No non-trivial solutions

Answer 2

To determine if the given system of linear equations has non-trivial solutions, we first need to write the equations in the standard homogeneous form $Ax + By + Cz = 0$.

The given equations are:

1. $y = \lambda x + \cos \theta z$
2. $4x + 2y + z = x + y - z$
3. $(\cos \theta)x + y + 2z = 0$

Rewrite them in the standard form:

1. $\lambda x - y + (\cos \theta) z = 0$
2. $4x - x + 2y - y + z - (-z) = 0 \Rightarrow 3x + y + 2z = 0$
3. $(\cos \theta)x + y + 2z = 0$

Now, form the coefficient matrix $A$ for this homogeneous system: $A = \begin{pmatrix} \lambda & -1 & \cos \theta \\ 3 & 1 & 2 \\ \cos \theta & 1 & 2 \end{pmatrix}$

For a homogeneous system of linear equations to have non-trivial solutions, the determinant of the coefficient matrix must be zero, i.e., $\det(A) = 0$.

Calculate the determinant of $A$: $\det(A) = \lambda \begin{vmatrix} 1 & 2 \\ 1 & 2 \end{vmatrix} - (-1) \begin{vmatrix} 3 & 2 \\ \cos \theta & 2 \end{vmatrix} + (\cos \theta) \begin{vmatrix} 3 & 1 \\ \cos \theta & 1 \end{vmatrix}$

$\det(A) = \lambda (1 \cdot 2 - 2 \cdot 1) + 1 (3 \cdot 2 - 2 \cdot \cos \theta) + (\cos \theta) (3 \cdot 1 - 1 \cdot \cos \theta)$

$\det(A) = \lambda (2 - 2) + (6 - 2 \cos \theta) + (3 \cos \theta - \cos^2 \theta)$

$\det(A) = \lambda (0) + 6 - 2 \cos \theta + 3 \cos \theta - \cos^2 \theta$

$\det(A) = 6 + \cos \theta - \cos^2 \theta$

Now, set the determinant to zero to find the conditions for non-trivial solutions: $6 + \cos \theta - \cos^2 \theta = 0$

Multiply by -1 to rearrange the terms into a standard quadratic form: $\cos^2 \theta - \cos \theta - 6 = 0$

Let $u = \cos \theta$. The equation becomes a quadratic equation in $u$: $u^2 - u - 6 = 0$

Factorize the quadratic equation: $(u - 3)(u + 2) = 0$

This gives two possible values for $u$: $u = 3$ or $u = -2$

Substitute back $u = \cos \theta$: $\cos \theta = 3$ or $\cos \theta = -2$

However, the range of the cosine function for real values of $\theta$ is $[-1, 1]$. That is, $-1 \leq \cos \theta \leq 1$. Neither $\cos \theta = 3$ nor $\cos \theta = -2$ falls within this valid range.

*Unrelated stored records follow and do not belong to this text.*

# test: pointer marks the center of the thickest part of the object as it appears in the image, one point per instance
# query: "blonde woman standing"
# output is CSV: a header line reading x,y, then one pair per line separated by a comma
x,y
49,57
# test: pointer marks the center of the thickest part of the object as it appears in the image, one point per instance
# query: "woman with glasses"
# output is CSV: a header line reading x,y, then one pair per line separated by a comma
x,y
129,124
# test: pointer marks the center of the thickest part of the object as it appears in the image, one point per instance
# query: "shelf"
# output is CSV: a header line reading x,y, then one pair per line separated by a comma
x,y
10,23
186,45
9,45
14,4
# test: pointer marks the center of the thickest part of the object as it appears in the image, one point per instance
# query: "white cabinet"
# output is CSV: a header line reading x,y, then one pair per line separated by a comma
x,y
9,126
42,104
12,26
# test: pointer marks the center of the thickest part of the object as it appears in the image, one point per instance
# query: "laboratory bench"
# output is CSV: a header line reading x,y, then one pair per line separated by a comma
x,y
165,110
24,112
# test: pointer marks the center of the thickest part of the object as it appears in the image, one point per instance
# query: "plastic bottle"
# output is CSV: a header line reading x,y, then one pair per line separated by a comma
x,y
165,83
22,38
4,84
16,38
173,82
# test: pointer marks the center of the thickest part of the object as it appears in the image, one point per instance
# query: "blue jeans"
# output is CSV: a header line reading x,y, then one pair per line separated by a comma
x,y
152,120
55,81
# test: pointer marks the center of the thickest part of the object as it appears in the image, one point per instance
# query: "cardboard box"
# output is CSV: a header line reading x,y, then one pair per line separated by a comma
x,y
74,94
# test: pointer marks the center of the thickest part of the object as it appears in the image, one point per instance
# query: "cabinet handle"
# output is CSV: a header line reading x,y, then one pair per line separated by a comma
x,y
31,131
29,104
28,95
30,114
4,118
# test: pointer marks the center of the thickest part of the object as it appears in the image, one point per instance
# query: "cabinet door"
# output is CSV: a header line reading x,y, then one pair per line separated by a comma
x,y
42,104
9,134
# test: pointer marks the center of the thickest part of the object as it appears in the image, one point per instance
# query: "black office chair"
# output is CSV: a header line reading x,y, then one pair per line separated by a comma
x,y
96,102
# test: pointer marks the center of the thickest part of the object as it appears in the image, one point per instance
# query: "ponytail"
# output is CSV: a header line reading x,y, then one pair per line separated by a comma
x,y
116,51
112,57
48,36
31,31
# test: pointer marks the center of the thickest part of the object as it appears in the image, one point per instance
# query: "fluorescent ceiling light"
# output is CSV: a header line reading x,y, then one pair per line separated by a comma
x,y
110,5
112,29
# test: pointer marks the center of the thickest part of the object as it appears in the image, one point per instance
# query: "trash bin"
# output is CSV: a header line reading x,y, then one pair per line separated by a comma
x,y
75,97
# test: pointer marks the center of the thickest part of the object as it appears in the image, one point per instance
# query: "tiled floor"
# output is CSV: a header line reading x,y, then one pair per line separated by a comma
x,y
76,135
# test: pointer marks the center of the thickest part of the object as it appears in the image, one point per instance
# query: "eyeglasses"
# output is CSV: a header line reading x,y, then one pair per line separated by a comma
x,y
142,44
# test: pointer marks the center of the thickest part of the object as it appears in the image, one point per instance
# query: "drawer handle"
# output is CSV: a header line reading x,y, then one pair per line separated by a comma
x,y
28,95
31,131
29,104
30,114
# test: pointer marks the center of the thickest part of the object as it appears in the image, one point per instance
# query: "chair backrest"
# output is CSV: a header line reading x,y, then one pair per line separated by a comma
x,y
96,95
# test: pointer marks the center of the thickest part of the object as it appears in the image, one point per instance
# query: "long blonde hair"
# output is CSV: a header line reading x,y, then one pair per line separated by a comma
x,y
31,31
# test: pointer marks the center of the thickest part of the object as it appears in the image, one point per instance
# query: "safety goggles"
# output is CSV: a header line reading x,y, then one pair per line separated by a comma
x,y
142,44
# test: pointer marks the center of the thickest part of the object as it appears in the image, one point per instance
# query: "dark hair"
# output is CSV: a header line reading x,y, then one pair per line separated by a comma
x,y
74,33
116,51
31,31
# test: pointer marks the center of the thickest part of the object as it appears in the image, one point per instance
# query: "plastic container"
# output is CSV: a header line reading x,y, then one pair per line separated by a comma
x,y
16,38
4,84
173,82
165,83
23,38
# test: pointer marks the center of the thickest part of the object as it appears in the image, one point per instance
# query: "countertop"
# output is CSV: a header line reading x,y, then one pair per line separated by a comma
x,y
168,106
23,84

Since there are no real values of $\theta$ for which $\cos \theta = 3$ or $\cos \theta = -2$, the determinant $\det(A)$ is never equal to zero for any real $\theta$.

Therefore, the system of equations never has non-trivial solutions. It only possesses the trivial solution ($x=0, y=0, z=0$).